Developers can also use jSignage parser functions or getURL() function along with low-level parsing functions.

CSV parser

"CSV Parser" tab of "Data Feed Properties" dialog in Elementi 2015

A spreadsheet file can be parsed into a table-like format, with columns and rows, using the CSV parser. Once selected, the "CSV Parser" tab is added within the "Data Feed Properties" dialog, offering the following parameters:

  • Separator
    Select the column separator used within the CSV data, from the following: comma (,), semicolon (;), pipe (|) and tab.
  • CSV fields are not quoted
    Enable this when the data fields inside the CSV file are not quoted. When not checked, automatic quote detection is done.
  • Specify column headers
    Enable this when the spreadsheet file does not have column headers (i.e. the first row contains the name of the column), and enter the column names in the table below.
Note Note:
Make sure that the CSV spreadsheet file is encoded using UTF-8 for proper display of the output data - otherwise, non-Latin characters would not display correctly.
For more details about the CSV parser parameters detailed above, see $.parseCSV() and parseCSV2() functions.

Date/Time parser

The Date/Time parser is available only under the Format option, and can be used to parse the input data and format it as a date. Once selected for a particular entry column, a "Date/Time Parser" tab is added within the "Data Feed Properties" dialog, offering the possibility to select which date format to use to parse the entry column, from the following:

"Date/Time Parser" tab of "Data Feed Properties" dialog in Elementi 2015 X
  • Unix
    Select this when the input contains the number of seconds since Jan 1st, 1970 UTC, which is the standard Unix time representation.
  • Javascript
    Select this when the input contains the number of milliseconds since Jan 1st, 1970 UTC, as returned by the JavaScript Date.prototype.getTime() function.
  • RFC822
    Select this when the input contains a human readable date format, as described by the RFC-822 protocol (e.g., "Mon, 25 Dec 1995 13:30:00 GMT").
  • ISO-8601
    Select this when the input contains an ISO 8601 date (e.g., "2011-10-10T14:48:00").
  • Custom
    Select this when the input contains a custom date described with Unicode CLDR date-time patterns (e.g., "dd/MM/yyyy HH:mm", "MM-dd-yy h:mm a" etc.).

Directory listing parser

The directory listing parser retrieves a list of the files and / or directories present within a given location, according to the specified filter. It can only be used as a main parser.

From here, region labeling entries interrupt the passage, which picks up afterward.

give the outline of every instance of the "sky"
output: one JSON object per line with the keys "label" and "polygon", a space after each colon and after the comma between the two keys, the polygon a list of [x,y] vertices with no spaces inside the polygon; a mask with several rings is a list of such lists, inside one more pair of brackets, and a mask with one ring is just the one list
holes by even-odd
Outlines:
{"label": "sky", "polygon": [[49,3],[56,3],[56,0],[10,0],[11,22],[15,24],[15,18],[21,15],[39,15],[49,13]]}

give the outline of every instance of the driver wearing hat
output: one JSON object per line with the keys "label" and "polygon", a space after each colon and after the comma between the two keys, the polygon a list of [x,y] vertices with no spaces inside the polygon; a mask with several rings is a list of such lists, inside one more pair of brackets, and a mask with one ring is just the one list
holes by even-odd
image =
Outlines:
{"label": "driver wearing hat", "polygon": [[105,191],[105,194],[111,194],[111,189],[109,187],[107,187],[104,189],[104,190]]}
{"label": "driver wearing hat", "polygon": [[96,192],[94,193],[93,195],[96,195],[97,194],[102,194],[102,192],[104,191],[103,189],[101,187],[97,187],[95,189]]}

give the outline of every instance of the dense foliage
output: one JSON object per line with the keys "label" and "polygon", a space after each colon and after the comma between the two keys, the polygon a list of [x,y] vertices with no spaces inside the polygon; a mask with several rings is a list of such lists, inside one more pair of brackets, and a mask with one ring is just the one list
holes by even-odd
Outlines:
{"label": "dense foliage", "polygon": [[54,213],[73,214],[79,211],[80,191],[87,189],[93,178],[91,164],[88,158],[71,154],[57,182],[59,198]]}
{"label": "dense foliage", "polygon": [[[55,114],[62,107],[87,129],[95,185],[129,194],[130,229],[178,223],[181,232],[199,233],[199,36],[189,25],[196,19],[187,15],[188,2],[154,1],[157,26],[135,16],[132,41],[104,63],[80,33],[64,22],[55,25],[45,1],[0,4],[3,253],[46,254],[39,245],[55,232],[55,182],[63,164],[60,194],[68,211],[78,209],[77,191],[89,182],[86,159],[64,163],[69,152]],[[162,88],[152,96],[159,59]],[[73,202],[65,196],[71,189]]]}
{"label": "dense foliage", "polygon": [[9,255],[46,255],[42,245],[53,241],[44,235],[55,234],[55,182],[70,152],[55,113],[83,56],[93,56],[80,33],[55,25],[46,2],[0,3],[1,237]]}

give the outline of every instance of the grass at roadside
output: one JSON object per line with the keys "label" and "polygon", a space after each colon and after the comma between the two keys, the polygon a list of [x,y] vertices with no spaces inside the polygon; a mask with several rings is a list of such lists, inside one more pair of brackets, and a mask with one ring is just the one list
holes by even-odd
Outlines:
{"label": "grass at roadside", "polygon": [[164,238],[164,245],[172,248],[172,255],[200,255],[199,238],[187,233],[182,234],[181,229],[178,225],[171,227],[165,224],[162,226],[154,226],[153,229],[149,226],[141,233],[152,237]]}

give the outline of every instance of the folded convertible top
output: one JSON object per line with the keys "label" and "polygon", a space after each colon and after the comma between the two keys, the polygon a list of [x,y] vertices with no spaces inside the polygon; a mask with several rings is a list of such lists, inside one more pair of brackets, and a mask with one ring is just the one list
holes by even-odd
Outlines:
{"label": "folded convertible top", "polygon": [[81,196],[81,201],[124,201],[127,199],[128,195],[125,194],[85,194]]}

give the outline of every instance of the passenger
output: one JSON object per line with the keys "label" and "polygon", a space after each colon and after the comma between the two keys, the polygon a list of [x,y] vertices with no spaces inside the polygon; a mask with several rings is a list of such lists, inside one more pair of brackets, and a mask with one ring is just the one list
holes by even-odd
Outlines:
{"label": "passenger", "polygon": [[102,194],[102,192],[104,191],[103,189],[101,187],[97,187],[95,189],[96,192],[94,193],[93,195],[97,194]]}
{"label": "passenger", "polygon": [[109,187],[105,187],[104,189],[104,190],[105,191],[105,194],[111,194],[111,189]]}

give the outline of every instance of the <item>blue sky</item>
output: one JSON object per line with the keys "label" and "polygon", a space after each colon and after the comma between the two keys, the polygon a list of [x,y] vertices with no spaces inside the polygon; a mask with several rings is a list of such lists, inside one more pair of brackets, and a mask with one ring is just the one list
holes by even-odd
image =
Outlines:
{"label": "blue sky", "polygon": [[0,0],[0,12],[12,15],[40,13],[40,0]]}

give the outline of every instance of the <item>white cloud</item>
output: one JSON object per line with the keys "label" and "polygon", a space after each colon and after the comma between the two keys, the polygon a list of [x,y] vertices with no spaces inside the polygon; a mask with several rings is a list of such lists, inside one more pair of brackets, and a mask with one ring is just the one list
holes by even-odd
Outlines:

"Directory Listing Parser" tab of "Data Feed Properties" dialog in Elementi 2015

When configuring the data source property of any of the widgets above, a "Directory Listing Parser" tab is displayed within the "Data Feed Properties" dialog, which allows configuring the following properties:

  • Show hidden files
    Enable this to list all files (including the ones starting with a dot).
  • Resource type
    Specify the type of resource, from: "All", "Files", "Directories".
  • Filter
    Specify the file extension filter to be applied on the result set. Either select an existing filter or enter a custom one (you can use multiple extensions, separated by semicolons).
    For instance, to list both video and audio files, the filter can look like this: *.mp4;*.avi;*.wmv;*.mpg;*.mp3;*.wav;*.wma;*.m4a;*.aac

For each item of the result set, it generates the following output columns:

  • creationdate: Creation date of the file / folder.
  • filename: Name of the file / directory (without the path).
  • getcontentlength: Size of the file in bytes or "null" for directories.
  • getetag: Unique identifier for the file (can be used to check if the file has been modified) or "null" for directories.
  • getlastmodified: Last modification date for the file / folder.
  • href: Path to the file (can be used to display the media file).
  • resourcetype: Resource type - "collection" or "null" (for files)
Note Note:
Only the files from the given folder are retrieved, but not those from the inner folders.
For more details about the parser parameters detailed above, see the propFindURL() function.

ICS parser

A calendar data source can be parsed into a table-like format, with columns and rows, using the ICS parser. Once selected, the "ICS Parser" tab is added within the "Data Properties" dialog, offering the possibility to filter the events retrieved from the calendar using the following parameters:

"ICS Parser" tab of "Data Feed Properties" dialog in Elementi 2015
  • From
    Specify the starting date and time for the data to be displayed. No events before this date will be included in the final data set. The following options are possible:
    • Date
      Specify an absolute date / time for filtering the data.
    • Relative
      Select a date relative to the moment when the calendar data is parsed, such as: "Now", "Today", "Yesterday", "Current Month", "Last Year" etc.
    • Custom
      Specify a starting date using a custom date string.
  • To
    Specify the ending date / time for the data to be displayed. No events after this date will be included in the final data set. The following options are possible:
    • Date
      Specify an absolute end date / time.
    • Relative
      Select a date relative to the moment when the data is parsed, such as: "Now", "Today", "Tomorrow", "Current Month", "Next Year" etc.
    • Duration
      Specify a duration relative to the starting time specified under "From".
    • Custom
      Enter an ending date using a custom date string.
    • Indefinite
      Select this when the end date doesn't matter.
Note Note:
To insert a line break in the event description of an external ICS calendar item, use the line feed character ("\n").

JSON parser

JSON (JavaScript Object Notation) is an open standard format that uses human-readable text to transmit data objects consisting of attribute–value pairs.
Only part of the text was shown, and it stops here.